Thank you for uploading a video, that's helpful! I'm unsure why this happens but I can confirm that I know these small movements on the URe robots when using the cartesian_force_controller. I didn't give it much thought, because they usually disappeared when in contact with the environment. However, you're right. They shouldn't be there. I would set iterations = 1. You could also try the velocty-based version. I think the UR driver uses a different command and interpolation technique when using velocities. Also see these insights here.

stefanscherzinger commented 2 months ago

@shrutichakraborty

I am having trouble understanding how to tweak the error scale? Would larger error scale allow larger error between commanded and reached pose?

The higher the error_scale, the stronger is the error rejection in the controller. There's no allowed error between the commanded reference and the controlled variable. All controllers have a built-in integrator, so they will eliminate steady state errors. Here's a brief documentation.

Also sometimes, the stopping the controller on the computer causes the robot to start moving randomly, this is dangerous. How can it be avoided?

This should definitely not be the case. Could you provide a small video that shows this? There's something wrong. Let's debug this.

kirtan-raise commented 1 month ago

Thank you @stefanscherzinger for your response and @shrutichakraborty for your updates.

Thank you for uploading a video, that's helpful! I'm unsure why this happens but I can confirm that I know these small movements on the URe robots when using the cartesian_force_controller. I didn't give it much thought, because they usually disappeared when in contact with the environment. However, you're right. They shouldn't be there.

Just a little note on this. Last year I was working on the Ur10e and I did not notice this small movements on it. For me it is more specific to Ur20. Yes, you are right when it has any target position or force (while in motion) or in contact oscillations go away.

I would set iterations = 1.

Just curious on this suggestion.
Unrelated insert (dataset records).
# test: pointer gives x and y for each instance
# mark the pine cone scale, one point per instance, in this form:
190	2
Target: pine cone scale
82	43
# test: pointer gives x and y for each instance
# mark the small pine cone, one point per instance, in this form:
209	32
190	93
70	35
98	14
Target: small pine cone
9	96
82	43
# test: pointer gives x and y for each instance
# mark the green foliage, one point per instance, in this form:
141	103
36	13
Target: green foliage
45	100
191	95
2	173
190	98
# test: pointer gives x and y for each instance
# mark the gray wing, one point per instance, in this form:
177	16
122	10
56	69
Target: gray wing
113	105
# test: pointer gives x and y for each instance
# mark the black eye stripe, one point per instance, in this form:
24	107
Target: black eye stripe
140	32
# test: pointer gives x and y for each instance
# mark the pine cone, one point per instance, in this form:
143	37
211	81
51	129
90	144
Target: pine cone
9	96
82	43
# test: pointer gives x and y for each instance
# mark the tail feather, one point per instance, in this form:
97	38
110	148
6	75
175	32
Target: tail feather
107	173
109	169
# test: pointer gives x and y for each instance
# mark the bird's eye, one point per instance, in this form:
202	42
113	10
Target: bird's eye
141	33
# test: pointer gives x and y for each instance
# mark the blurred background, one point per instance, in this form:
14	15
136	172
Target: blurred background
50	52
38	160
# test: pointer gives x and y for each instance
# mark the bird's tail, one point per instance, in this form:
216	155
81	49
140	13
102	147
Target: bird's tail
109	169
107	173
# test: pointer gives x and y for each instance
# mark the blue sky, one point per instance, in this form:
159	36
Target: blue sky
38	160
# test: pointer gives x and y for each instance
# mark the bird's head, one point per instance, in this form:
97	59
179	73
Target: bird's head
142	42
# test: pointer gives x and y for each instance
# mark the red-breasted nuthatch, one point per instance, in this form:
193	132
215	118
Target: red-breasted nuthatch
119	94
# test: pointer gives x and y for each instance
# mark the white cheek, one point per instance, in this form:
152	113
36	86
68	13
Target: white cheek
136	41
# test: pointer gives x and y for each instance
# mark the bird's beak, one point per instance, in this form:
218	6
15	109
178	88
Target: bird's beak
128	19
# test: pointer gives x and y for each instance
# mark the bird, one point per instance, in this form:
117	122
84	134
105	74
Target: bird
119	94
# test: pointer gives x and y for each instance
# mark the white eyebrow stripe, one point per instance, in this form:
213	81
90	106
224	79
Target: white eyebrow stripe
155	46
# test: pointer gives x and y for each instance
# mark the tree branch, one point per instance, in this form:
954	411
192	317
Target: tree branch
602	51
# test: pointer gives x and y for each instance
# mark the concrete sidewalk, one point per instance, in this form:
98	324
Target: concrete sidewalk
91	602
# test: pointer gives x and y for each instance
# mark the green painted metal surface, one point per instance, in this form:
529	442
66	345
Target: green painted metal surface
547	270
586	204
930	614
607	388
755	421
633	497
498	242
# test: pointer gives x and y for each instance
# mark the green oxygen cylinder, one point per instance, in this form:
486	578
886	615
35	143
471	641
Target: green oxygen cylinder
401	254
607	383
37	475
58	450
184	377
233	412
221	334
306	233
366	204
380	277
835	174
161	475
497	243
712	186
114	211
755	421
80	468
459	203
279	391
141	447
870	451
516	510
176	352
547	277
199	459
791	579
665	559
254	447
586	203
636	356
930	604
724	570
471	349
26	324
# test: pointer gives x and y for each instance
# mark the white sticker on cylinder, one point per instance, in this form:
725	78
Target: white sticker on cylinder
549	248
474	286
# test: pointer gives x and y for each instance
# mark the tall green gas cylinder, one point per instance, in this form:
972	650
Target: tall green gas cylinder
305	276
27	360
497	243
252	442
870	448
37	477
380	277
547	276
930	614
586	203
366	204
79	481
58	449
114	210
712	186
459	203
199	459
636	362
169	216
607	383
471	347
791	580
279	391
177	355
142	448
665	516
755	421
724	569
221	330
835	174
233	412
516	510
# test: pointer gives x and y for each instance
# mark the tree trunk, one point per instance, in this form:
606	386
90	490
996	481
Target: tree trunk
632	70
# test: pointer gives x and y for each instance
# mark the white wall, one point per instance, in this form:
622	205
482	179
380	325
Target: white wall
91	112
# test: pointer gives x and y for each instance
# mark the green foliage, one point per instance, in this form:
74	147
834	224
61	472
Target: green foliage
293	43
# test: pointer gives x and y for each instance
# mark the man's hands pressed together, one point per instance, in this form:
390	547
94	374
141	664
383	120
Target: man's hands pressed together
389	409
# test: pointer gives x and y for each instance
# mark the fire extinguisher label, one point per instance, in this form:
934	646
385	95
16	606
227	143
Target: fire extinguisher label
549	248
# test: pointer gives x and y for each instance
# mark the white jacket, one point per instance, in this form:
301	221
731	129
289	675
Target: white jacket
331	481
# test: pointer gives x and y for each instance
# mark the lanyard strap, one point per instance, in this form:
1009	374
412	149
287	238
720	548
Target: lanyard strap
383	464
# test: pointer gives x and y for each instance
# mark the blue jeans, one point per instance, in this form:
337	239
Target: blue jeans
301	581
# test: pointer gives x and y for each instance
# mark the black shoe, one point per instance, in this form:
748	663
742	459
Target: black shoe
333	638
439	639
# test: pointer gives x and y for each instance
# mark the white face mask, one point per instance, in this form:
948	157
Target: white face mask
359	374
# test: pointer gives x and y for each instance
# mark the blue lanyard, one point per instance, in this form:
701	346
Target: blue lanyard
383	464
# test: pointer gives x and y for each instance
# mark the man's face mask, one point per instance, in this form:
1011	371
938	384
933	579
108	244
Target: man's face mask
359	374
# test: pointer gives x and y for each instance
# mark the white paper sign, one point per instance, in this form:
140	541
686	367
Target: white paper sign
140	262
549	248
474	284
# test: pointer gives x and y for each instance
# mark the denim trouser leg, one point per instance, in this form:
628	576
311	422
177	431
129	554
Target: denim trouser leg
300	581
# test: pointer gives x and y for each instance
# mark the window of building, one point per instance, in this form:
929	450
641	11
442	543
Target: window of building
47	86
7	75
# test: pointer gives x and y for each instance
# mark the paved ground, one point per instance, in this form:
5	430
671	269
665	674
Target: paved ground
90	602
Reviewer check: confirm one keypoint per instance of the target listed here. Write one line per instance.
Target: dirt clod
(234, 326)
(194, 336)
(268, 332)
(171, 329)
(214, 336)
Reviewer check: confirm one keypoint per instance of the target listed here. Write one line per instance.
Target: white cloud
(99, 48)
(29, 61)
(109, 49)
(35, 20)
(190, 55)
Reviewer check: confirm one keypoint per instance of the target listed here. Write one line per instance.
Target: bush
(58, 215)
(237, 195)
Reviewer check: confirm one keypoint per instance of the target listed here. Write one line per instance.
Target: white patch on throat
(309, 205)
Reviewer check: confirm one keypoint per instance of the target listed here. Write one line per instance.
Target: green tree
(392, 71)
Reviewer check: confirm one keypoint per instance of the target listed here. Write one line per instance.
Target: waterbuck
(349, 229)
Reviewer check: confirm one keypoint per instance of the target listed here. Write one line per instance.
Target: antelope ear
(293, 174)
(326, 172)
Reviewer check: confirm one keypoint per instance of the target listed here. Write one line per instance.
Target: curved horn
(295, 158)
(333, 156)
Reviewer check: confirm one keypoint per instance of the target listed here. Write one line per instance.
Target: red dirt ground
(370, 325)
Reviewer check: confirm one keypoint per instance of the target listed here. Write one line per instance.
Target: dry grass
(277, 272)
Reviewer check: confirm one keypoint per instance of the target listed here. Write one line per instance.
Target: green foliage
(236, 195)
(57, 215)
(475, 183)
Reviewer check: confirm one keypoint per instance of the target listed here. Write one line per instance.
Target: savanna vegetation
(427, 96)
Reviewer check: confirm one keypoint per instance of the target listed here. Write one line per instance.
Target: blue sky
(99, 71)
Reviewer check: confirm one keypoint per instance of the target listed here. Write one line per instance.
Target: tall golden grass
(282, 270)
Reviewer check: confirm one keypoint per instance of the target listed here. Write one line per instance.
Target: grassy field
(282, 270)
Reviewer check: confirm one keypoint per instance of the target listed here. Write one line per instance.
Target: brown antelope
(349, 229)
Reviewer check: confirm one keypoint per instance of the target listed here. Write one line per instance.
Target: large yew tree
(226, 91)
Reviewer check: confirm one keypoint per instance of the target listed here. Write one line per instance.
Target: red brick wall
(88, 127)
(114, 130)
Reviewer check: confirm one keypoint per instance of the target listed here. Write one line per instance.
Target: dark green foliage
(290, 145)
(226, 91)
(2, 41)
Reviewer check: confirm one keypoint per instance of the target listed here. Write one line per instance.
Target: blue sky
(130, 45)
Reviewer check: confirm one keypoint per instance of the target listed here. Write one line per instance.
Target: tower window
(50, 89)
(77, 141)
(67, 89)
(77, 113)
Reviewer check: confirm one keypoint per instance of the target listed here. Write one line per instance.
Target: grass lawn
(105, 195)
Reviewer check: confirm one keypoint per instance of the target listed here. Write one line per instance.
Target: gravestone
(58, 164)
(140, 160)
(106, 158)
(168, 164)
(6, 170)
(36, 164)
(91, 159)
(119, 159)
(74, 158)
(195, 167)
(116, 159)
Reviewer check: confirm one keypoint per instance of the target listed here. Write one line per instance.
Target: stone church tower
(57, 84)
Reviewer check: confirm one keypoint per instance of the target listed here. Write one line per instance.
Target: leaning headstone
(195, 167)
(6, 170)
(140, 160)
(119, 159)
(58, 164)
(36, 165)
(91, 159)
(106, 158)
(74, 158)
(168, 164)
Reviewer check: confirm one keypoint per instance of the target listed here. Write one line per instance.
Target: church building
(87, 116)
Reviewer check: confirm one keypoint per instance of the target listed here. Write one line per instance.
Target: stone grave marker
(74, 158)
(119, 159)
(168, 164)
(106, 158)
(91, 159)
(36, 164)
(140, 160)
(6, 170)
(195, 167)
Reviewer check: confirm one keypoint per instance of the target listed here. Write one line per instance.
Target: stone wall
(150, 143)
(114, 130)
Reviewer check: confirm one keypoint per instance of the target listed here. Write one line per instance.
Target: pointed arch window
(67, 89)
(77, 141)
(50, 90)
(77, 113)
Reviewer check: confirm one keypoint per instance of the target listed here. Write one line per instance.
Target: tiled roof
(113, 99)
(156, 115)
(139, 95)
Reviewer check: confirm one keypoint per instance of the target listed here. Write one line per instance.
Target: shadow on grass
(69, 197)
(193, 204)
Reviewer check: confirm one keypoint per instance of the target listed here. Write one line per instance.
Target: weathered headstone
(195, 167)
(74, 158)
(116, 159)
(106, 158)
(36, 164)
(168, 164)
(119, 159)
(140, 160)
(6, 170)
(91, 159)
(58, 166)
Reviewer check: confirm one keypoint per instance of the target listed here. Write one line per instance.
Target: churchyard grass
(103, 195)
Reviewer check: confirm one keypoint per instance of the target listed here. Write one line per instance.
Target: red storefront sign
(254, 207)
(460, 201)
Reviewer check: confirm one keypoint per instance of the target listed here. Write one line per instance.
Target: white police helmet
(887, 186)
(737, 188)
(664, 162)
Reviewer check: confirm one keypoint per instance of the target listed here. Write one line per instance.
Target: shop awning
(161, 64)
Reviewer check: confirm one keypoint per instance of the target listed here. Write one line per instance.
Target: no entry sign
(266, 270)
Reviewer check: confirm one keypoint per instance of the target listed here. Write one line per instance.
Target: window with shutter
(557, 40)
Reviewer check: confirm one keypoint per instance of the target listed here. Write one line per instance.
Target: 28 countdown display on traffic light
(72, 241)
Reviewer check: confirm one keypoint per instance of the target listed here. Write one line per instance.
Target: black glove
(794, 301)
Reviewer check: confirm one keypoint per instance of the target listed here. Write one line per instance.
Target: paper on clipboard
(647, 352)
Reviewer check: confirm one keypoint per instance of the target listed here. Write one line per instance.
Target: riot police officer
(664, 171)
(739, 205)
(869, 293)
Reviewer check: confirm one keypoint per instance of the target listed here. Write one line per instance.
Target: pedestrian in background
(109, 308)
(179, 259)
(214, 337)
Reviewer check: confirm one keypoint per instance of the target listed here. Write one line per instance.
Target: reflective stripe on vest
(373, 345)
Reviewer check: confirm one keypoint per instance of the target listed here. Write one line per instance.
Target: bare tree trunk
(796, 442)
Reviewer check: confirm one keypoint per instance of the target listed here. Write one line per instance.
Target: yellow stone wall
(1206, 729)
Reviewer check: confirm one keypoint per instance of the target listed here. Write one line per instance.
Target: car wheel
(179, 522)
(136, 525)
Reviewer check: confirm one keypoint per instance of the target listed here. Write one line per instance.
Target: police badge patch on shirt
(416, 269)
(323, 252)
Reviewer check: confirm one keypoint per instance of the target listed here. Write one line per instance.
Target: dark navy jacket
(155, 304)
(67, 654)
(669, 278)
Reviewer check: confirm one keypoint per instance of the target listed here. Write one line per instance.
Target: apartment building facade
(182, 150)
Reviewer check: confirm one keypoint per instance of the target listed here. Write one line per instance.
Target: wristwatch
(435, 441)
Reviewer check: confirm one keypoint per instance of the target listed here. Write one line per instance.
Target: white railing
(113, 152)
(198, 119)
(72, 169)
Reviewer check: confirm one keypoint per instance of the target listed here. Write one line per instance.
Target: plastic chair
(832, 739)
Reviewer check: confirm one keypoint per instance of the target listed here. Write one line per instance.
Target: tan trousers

I believe reducing error scale will further require iteration to go up for similar performance.

You could also try the velocty-based version. I think the UR driver uses a different command and interpolation technique when using velocities.

Thank you for this suggestion. I observed that at error_scale=0.0002 and iterations = 1 end effector is stable but very less compliant. At error_scale=0.002 and iterations = 1 end effector has high frequency oscillations (compared to position-based version). Compliance is higher at higher error scale but not as complaint as with position-based controller. So, I think in my case as I am looking for higher compliance position-based control seems better fit. I believe it could help with the cartesian_motion_controller. Yet, to be tested though.

This should definitely not be the case. Could you provide a small video that shows this? There's something wrong. Let's debug this.

I have observed this also. Arm, moves right after I change the controller from Cartesian compliance controller to 'pos_joint_traj_controller'. Its type is 'position_controllers/JointTrajectoryController' I attaching a video with plots for us to debug it better. From, what I have seen it is happening after the compliance controller has stopped and pos_joint_traj_controller has started. It happens with Cartesian_motion and Cartesian_compliance controllers. So, payload can not be an issue.